About Me
I am currently a Principal-level Research Scientist and Engineering Director at ByteDance Seed, working at GenAI, distributed training, AI intrastructure, model compilation, libraries, PyTorch, OpenAI Triton, Tensorflow, ONNX, NPU ASICs. I managed, led several teams, and built Triton-distributed (distributed Triton for parallel systems), ShadowKV (high-throughput long-context LLM inference), veScale (a PyTorch native LLM training framework), Flux (a fast communication-overlapping library for tensor parallelism on GPUs), ByteIR (a model compilation solution for various hardware), and ByteMLPerf (an AI accelerator benchmarking tool). My CV is available upon request through email (dddscy AT gmail DOT com).
Previously, I was Senior SW Engineer at Microsoft Cloud & AI, working at AI intrastructure, model compilation, libraries, PyTorch, ONNX, and NPUs.
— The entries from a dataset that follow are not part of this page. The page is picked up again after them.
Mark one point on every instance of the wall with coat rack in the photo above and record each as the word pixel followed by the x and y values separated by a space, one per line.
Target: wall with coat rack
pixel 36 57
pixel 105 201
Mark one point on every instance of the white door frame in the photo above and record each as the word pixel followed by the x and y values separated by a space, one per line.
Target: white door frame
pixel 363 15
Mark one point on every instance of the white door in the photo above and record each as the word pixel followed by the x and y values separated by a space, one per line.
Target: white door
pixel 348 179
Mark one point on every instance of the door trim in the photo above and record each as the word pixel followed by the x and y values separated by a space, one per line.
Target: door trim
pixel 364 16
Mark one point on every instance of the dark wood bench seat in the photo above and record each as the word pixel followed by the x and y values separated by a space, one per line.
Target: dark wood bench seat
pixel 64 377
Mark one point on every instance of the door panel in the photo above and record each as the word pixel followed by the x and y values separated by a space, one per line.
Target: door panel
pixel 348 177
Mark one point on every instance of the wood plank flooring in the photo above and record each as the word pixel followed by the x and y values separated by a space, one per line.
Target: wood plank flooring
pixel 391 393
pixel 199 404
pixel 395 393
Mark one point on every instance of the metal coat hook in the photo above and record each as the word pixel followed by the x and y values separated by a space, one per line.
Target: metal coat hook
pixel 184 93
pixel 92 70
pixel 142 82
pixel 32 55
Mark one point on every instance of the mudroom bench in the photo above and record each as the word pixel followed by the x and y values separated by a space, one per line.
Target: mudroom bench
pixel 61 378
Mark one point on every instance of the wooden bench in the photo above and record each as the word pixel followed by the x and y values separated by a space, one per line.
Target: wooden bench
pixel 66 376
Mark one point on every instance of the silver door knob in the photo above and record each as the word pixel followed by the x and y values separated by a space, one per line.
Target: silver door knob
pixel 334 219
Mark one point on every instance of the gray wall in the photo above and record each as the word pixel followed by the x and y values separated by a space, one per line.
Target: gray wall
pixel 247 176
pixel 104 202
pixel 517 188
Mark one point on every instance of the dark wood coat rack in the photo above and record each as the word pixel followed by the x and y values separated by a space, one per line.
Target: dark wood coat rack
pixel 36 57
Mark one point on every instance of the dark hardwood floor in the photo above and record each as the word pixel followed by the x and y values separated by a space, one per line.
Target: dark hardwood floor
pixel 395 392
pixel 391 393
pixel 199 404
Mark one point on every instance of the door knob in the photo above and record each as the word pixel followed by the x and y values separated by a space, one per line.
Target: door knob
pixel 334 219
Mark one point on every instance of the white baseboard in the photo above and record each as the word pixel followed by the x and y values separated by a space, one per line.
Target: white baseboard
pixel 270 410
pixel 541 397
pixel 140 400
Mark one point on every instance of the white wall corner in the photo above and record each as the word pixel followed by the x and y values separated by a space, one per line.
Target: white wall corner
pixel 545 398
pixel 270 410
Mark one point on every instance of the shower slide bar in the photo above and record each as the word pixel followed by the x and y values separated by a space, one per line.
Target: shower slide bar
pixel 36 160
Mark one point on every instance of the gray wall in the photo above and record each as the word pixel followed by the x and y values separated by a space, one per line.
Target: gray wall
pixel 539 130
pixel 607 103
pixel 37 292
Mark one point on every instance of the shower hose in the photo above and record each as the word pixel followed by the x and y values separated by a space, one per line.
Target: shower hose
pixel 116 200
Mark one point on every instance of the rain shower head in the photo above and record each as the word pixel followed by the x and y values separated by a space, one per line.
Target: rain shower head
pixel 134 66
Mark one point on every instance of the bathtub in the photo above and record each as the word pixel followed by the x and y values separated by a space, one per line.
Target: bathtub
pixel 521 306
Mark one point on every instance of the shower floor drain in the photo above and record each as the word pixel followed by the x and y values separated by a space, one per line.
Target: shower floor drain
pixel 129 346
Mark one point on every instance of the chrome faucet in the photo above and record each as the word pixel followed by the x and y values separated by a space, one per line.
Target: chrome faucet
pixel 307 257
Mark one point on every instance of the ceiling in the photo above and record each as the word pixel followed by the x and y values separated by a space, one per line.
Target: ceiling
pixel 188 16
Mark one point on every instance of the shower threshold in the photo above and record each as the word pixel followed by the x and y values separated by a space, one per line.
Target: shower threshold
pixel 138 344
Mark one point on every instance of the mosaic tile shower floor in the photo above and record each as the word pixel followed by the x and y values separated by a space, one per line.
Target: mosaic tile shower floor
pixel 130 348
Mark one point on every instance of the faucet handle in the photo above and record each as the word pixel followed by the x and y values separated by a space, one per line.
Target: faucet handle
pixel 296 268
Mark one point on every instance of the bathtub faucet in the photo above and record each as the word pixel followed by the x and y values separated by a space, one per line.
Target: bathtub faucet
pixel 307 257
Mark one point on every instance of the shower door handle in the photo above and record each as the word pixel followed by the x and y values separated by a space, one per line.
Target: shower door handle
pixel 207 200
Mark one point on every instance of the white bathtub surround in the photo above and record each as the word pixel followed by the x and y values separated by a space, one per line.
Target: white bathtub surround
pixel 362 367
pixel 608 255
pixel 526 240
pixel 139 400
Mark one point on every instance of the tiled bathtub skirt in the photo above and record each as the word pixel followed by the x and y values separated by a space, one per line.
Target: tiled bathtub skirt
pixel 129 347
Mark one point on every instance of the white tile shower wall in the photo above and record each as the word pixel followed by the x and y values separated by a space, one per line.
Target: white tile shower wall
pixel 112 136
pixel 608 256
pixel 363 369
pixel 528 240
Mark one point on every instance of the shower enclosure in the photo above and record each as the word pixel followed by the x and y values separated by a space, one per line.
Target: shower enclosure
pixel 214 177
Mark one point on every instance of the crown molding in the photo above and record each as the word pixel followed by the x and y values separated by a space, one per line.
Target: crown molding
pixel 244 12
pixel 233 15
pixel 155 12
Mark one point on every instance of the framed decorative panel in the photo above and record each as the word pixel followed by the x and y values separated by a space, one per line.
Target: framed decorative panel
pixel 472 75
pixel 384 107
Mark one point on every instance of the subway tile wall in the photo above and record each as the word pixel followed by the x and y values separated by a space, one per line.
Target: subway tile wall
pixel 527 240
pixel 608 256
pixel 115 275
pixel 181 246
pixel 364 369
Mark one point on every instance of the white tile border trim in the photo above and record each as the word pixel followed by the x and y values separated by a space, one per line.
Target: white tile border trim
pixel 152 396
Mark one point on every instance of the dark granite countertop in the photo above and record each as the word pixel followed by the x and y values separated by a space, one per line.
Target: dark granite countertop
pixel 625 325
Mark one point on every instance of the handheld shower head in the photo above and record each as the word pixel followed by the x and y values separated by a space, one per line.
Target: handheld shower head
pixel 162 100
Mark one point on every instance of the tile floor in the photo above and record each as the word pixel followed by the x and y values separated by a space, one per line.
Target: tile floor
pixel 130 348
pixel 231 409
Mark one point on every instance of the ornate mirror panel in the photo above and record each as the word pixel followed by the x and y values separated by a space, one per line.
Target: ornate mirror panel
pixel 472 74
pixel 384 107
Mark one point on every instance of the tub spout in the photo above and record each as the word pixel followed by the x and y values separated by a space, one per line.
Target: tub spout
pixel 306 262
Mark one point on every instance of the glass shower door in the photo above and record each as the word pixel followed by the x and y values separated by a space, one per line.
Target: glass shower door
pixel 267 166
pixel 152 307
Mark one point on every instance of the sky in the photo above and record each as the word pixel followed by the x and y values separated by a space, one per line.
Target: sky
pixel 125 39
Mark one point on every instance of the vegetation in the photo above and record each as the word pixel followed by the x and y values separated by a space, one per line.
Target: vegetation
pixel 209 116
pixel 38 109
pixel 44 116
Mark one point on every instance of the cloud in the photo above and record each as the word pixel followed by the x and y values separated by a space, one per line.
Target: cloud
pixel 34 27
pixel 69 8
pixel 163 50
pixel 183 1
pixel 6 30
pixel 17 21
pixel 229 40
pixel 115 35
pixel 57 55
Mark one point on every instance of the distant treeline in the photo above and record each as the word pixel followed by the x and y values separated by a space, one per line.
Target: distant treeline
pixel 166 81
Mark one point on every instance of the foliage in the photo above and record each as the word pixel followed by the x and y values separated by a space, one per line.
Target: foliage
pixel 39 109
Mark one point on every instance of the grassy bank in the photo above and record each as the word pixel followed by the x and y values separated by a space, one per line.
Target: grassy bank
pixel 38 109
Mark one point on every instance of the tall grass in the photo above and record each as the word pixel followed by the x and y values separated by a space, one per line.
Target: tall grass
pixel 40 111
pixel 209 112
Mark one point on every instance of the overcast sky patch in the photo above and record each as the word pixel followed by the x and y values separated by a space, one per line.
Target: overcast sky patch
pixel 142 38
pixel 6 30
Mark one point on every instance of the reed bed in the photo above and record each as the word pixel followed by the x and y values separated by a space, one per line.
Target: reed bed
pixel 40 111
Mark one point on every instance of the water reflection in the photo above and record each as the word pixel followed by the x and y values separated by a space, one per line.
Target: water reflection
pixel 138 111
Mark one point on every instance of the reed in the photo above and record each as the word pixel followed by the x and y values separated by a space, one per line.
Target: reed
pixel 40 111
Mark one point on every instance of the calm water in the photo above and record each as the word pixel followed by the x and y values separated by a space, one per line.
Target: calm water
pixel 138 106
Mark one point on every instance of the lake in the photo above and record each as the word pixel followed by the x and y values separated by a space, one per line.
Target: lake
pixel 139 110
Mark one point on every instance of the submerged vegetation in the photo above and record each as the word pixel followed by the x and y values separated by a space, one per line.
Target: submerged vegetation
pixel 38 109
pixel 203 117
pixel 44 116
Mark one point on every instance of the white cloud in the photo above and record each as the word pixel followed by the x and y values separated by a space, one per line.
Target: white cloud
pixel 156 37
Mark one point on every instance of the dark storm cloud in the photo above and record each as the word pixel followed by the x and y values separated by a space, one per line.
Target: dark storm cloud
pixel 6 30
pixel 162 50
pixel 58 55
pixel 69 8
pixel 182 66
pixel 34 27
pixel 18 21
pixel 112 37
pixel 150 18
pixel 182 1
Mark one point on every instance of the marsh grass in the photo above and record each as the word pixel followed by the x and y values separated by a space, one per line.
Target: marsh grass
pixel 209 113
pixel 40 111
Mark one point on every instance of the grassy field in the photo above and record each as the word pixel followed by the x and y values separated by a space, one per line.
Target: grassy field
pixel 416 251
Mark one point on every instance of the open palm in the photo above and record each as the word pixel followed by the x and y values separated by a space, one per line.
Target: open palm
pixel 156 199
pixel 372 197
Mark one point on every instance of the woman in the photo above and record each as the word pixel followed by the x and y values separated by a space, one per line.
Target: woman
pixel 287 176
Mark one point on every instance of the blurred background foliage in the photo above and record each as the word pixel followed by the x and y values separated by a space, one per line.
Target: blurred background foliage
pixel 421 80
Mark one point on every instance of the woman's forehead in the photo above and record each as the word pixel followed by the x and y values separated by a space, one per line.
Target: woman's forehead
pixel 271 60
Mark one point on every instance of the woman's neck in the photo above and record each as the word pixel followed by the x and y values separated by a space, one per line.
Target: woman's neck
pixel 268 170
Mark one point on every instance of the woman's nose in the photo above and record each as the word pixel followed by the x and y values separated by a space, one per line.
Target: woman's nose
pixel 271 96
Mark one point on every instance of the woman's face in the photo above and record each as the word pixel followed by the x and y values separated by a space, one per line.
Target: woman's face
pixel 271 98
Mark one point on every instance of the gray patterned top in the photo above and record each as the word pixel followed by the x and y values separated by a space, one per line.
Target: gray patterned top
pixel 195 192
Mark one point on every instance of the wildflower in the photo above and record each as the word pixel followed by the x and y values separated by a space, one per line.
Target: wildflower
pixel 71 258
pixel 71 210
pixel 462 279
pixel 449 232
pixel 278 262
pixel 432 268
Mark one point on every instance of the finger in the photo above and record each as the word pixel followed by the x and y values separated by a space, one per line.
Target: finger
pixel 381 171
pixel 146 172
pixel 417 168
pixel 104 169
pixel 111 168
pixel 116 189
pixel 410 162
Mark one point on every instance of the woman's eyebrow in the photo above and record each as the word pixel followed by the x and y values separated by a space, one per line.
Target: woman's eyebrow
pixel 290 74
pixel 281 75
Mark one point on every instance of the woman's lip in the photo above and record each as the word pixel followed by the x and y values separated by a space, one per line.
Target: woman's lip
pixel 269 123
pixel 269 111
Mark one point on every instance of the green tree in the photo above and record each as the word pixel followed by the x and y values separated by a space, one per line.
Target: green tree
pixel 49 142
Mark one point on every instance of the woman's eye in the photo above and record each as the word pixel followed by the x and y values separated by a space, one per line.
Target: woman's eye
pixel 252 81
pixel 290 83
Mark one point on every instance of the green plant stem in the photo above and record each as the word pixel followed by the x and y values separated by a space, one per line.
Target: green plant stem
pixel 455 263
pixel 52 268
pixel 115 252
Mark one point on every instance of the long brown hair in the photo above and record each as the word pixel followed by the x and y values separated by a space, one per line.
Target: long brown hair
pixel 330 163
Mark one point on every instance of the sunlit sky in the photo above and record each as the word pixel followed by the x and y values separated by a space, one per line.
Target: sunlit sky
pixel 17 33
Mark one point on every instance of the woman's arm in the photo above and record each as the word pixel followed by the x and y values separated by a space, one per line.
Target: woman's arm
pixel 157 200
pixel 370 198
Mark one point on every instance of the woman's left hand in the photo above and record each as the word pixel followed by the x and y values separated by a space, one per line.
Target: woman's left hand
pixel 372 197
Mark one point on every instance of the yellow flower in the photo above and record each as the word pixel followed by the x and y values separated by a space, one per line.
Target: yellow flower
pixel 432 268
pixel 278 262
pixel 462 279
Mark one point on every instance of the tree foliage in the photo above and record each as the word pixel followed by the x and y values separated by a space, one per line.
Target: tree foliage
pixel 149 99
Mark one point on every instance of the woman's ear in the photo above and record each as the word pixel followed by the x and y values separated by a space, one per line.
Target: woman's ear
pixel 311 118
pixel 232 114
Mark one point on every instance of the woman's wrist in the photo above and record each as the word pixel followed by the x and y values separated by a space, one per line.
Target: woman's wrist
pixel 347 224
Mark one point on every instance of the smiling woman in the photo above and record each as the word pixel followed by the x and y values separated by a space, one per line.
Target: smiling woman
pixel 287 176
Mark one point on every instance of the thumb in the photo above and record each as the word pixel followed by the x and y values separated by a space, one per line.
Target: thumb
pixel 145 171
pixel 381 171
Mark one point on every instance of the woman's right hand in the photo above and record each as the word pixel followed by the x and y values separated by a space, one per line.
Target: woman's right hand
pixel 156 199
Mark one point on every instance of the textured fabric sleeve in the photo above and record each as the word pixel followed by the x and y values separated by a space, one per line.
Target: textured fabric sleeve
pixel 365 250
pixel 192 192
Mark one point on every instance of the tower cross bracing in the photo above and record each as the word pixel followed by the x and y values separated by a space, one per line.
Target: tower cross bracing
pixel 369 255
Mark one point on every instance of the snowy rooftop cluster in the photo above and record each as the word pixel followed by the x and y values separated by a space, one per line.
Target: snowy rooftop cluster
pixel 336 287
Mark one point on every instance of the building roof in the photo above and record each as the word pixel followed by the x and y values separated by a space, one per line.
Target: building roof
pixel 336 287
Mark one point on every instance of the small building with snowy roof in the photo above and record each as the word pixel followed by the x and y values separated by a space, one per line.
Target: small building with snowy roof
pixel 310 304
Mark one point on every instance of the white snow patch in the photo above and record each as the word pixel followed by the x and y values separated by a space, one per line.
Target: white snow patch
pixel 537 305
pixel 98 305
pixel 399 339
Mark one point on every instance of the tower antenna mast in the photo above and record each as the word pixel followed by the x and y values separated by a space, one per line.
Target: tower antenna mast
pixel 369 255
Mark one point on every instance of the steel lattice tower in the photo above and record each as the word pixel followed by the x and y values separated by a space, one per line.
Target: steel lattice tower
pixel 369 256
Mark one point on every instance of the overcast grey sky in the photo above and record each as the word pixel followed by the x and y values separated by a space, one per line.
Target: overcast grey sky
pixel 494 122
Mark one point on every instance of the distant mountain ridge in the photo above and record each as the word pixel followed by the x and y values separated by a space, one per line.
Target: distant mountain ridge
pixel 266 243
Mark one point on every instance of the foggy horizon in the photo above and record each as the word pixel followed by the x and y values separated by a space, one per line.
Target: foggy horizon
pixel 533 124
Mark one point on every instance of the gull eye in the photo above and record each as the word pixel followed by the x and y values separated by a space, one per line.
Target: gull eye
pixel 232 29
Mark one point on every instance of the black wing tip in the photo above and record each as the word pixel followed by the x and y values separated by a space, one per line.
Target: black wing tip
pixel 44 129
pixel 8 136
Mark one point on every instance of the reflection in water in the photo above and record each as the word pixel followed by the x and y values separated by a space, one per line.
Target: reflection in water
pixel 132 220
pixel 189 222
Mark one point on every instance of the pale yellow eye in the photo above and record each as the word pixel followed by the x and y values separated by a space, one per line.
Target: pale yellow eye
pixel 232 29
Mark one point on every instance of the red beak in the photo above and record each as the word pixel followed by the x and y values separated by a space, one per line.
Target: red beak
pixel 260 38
I pursued my Ph.D. in Professor Wen-mei Hwu's IMPACT group. I worked on a performance portable high-level language called TANGRAM (Transformation-, Architecture-, Network-, Granularity-, Runtime-aware Adaptive Machine). It is designed to achieve high performance across CPUs, GPUs, FPGAs and distributed systems from single source code.
News: We open-sourced Triton-distributed.
News: We have one inference paper (MegaScale-Infer) accepted in OSDI 2025.
News: We have one quantum computing paper accepted in ISCA 2025.
News: We have two communication overlap papers (Comet and TileLink) accepted in MLSys 2025.
News: Our high-throughput long-context LLM inference paper, ShadowKV, is released in arXiv.